Trotz der Übermacht an Konkurrenzveranstaltungen schafften es doch einige ZuhörerInnen in das Cafe Amadeus, wo ich fast eine ganze Stunde lang aus „Fütter mich“ vorgelesen habe – die längste Lesung am Stück, die es daraus bis jetzt gab. Mit einer Kamera direkt vor meiner Nase las es sich anfangs etwas seltsam, aber das ging vorüber. Trotz der geringen Quantität hatte ich eine qualitativ hochwertige Zuhörerrunde, die sich auch nicht gleich auflöst sondern noch an der Bar hängen blieb. Am Heimweg – quasi – war ich noch kurz im Museumquartier und hab dort ein Punschhäferl geklaut (nein, natürlich die 2 Euro dafür gezahlt).

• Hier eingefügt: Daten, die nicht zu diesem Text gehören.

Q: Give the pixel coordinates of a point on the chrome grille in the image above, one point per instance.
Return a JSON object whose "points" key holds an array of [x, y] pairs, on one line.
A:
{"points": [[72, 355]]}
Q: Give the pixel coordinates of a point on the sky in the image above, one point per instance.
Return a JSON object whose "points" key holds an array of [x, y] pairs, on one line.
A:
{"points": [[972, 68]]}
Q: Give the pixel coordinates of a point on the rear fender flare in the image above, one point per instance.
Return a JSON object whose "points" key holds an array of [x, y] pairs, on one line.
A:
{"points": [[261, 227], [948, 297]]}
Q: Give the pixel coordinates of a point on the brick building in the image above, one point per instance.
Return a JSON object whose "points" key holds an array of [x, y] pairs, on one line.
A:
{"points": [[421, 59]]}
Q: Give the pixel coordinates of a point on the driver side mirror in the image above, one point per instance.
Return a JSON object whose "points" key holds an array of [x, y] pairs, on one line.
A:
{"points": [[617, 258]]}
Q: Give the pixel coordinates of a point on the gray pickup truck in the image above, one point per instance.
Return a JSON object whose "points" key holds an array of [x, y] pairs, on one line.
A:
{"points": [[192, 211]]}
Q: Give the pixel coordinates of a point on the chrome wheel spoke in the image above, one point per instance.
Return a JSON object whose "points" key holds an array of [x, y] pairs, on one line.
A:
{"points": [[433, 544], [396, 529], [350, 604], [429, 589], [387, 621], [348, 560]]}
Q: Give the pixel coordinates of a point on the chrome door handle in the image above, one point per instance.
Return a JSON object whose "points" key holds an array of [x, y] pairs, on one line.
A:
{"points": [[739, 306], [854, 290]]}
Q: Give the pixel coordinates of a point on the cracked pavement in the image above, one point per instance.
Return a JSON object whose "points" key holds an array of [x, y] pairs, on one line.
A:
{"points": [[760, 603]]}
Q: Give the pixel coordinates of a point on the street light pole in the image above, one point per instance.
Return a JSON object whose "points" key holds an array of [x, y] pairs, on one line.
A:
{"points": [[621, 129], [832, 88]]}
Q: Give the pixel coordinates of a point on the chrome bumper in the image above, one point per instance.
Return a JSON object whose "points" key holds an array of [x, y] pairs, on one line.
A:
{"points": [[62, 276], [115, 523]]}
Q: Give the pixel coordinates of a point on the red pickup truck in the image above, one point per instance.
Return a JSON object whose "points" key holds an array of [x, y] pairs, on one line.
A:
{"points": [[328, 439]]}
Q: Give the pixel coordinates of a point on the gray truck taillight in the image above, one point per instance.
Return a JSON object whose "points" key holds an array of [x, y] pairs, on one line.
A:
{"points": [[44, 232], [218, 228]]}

Diese Woche habe ich auch den ersten Coverentwurf für die geplante Anthologie gesehen und ich lüge nicht, wenn ich sage: Das wird ein Blickfang im Regal. Aber nicht auf der Höhe von Kindern aufstellen, das würde sie wohl ärger verstören.

Dann heute noch eine Nachricht in meiner Mailbox, hier ein kurzer Auszug davon: „Hab zwar gut verhandelt (zu Beginn wollten sie 4000 € für eine Veröffentlichung von mir, im Endeffekt musste ich dann nur 30 Exemplare von meinem Buch kaufen), aber irgendwie hatte das von Anfang an einen sehr unseriösen Touch für mich.“ Das tut mir beim Lesen weh. Ich werde dem netten jungen Herren mal zurück schreiben, dass das nicht nur einen Touch weit unseriös ist…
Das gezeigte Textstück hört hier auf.